A number of glaring differences stand out. First, Israel entered the West Bank in a war of self-defense in 1967 when it faced an Arab war coalition that was massing forces along its borders. In contrast, the circumstances of the Turkish invasion were very different. Turkey did not face imminent attack from Cyprus, but rather was concerned with intercommunal tensions in Cyprus.

Second, there was no established sovereignty in the West Bank in 1967 that Israel violated; there was no Palestinian state while Jordan’s claim to sovereignty was rejected by most of the international community except for Britain and Pakistan. Moreover, there were earlier Jewish rights under the British Mandate, which never expired. Looking at the Cypriot case, prior to the Turkish invasion in 1974, the Republic of Cyprus was the undisputed sovereign over the entire island, including the area of Northern Cyprus.

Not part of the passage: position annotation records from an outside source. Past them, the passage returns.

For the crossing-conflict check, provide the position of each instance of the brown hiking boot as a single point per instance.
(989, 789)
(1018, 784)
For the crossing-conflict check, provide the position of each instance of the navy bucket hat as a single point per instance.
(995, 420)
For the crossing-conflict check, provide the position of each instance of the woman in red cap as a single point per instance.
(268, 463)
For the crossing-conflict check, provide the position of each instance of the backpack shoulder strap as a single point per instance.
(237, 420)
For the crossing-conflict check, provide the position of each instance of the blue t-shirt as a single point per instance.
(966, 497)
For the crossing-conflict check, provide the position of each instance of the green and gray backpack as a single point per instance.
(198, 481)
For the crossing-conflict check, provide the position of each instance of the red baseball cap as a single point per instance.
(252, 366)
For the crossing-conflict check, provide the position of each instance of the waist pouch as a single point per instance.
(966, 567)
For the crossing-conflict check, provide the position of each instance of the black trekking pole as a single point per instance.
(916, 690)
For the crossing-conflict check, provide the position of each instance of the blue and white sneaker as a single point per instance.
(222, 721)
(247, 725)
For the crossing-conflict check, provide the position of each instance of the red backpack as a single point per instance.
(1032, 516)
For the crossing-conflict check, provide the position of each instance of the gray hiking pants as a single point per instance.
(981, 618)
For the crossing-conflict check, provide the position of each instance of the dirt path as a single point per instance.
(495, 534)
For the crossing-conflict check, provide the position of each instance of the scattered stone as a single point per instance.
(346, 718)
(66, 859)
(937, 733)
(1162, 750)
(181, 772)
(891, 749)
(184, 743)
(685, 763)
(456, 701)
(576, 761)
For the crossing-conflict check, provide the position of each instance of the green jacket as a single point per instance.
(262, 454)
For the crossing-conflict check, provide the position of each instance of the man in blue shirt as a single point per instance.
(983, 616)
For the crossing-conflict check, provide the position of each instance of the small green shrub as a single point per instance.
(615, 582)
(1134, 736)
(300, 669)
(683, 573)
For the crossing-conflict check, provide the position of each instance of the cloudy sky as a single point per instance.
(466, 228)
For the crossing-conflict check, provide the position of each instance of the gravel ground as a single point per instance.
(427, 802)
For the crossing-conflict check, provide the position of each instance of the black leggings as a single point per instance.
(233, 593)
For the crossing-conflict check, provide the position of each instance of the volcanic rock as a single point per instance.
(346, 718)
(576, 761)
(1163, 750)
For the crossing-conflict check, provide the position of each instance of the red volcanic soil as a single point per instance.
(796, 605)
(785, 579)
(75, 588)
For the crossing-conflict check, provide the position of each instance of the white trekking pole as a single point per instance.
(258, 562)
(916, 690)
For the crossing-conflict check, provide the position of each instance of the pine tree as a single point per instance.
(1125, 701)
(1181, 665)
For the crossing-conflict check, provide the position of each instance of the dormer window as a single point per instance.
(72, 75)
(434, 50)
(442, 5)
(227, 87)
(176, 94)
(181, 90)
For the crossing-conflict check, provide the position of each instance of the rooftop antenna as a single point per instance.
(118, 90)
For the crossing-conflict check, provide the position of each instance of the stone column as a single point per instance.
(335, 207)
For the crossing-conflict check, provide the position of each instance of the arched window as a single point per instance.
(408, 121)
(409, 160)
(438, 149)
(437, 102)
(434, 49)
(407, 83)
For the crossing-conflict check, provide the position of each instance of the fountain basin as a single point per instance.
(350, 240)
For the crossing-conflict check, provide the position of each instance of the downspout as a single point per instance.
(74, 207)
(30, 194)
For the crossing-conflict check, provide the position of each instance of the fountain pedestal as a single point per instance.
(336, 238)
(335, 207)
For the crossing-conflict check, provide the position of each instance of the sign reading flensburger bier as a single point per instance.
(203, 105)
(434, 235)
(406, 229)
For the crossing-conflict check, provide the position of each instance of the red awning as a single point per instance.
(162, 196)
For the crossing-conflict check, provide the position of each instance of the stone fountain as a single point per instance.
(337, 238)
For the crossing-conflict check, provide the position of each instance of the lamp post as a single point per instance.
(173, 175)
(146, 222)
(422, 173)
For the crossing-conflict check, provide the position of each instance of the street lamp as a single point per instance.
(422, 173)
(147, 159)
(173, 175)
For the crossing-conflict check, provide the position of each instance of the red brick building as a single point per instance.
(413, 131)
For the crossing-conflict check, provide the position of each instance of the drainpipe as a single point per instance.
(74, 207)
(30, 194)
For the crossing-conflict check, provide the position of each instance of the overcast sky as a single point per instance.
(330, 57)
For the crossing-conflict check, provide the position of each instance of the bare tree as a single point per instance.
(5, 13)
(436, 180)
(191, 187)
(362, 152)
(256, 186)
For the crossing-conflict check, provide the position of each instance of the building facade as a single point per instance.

Finally, the resolutions adopted by the U.N. Security Council in the two conflicts were very different. In the aftermath of the Six-Day War, the U.N. Security Council adopted Resolution 242 which did not call for an Israeli withdrawal from all the territories it captured as a result of the conflict. The resolution suggested that the old armistice lines be replaced with secure and recognized borders.

Yet in the case of Northern Cyprus, the U.N. did not qualify its demand for a Turkish withdrawal by allowing, for example, the Turkish military to remain in even part of the island. Looking at these different considerations, it appeared that the international community should have judged the dispute over Northern Cyprus far more severely than the way it viewed the dispute over the West Bank, where Israel had multiple rights that it could exercise if it decided to do so.

However, in practice, that was not the case. As usual, on Dec. 10, the European Union declared yet again that it was “deeply dismayed by and strongly opposes Israeli plans to expand settlements in the West Bank, including in east Jerusalem.” Its statement made wild charges that Israeli construction in E1 “could also entail forced transfer of civilian population.”